The interplay between civil unrest and disease transmission is not well understood. Violence targeting healthcare workers and Ebola treatment centers in the Democratic Republic of the Congo (DRC) has been thwarting the case isolation, treatment, and vaccination efforts. The extent to which conflict impedes public health response and contributes to incidence has not previously been evaluated. We construct a timeline of conflict events throughout the course of the epidemic and provide an ethnographic appraisal of the local conditions that preceded and followed conflict events.
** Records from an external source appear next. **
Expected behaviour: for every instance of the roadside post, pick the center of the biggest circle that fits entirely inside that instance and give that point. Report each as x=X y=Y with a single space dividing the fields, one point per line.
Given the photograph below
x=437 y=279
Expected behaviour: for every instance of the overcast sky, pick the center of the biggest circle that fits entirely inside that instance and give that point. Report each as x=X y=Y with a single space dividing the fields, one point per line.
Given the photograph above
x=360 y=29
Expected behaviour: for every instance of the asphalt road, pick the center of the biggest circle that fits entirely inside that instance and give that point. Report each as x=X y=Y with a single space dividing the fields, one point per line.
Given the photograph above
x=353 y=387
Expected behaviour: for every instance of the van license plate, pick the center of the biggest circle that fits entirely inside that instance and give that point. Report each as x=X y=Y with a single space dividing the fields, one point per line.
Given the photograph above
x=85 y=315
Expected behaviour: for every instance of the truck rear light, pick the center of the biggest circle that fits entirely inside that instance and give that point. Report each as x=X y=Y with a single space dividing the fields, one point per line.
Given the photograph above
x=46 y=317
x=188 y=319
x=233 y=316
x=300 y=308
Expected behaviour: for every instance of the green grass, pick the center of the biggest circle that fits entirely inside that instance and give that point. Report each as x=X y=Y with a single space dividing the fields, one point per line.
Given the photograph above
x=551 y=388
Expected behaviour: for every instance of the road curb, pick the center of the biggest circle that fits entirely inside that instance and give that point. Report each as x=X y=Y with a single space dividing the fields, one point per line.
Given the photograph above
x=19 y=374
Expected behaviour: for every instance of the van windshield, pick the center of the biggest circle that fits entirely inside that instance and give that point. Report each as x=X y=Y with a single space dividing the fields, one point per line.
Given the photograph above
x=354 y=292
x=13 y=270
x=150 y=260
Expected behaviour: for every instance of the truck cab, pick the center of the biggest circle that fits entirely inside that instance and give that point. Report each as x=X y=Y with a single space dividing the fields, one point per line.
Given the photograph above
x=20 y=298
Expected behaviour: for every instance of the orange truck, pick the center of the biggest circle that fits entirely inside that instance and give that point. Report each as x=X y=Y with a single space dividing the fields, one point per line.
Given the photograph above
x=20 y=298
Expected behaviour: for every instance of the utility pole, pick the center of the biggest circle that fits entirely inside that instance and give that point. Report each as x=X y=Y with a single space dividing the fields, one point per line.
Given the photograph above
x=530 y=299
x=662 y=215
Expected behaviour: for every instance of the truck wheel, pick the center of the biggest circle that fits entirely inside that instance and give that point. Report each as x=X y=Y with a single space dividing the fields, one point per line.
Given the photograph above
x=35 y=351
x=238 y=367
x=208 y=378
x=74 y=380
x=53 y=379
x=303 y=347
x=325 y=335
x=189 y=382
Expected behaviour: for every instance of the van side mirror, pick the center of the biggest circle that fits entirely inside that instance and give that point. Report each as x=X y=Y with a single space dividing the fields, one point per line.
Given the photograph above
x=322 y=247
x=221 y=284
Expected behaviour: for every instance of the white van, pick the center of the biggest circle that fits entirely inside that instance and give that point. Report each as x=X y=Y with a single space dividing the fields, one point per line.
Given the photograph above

Informed by temporal incidence and conflict data as well as the ethnographic evidence, we developed a model of Ebola transmission and control to assess the impact of conflict on the epidemic in the eastern DRC from April 30, 2018, to June 23, 2019. We found that both the rapidity of case isolation and the population-level effectiveness of vaccination varied notably as a result of preceding unrest and subsequent impact of conflict events. Furthermore, conflict events were found to reverse an otherwise declining phase of the epidemic trajectory. Our model framework can be extended to other infectious diseases in the same and other regions of the world experiencing conflict and violence.